That may seem a little, and that's really a little written code for a lot of things done !

The notification system allows to register for object property value changes and to notify clients when a change occurs on them.

To register for value changes from a property on an object :

	Properties.registerPropertyChangedEvent( source, "propertyName", new PropertyChangedHandler()
	{
		public void onPropertyChanged( PropertyChangedEvent event )
		{
			// here is the object on which the property changed
			Object sender = event.getSender();

			// here is the name of the property that changed
			String propertyName = event.getPropertyName();
		}
	} )

To register on all properties of an object, "*" can be passed instead of the property name.
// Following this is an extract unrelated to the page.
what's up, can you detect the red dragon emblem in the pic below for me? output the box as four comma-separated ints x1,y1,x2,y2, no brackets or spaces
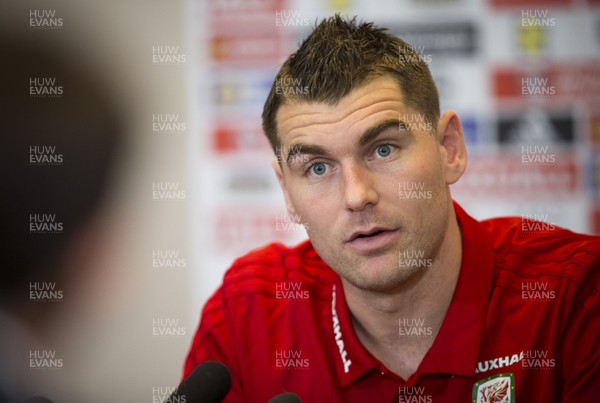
479,378,510,403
To notify a change of the property value :

	// Notifies that the "propertyName" value
	// in the 'this' object was just modified
	Properties.notify( this, "propertyName" );

This will update all registered clients for that property of that object. This method should be called by your application's objects in order for the data binding system to work. That's typically the method you will have call in your DTO's setters.

Any object of any class can be used with the data binding.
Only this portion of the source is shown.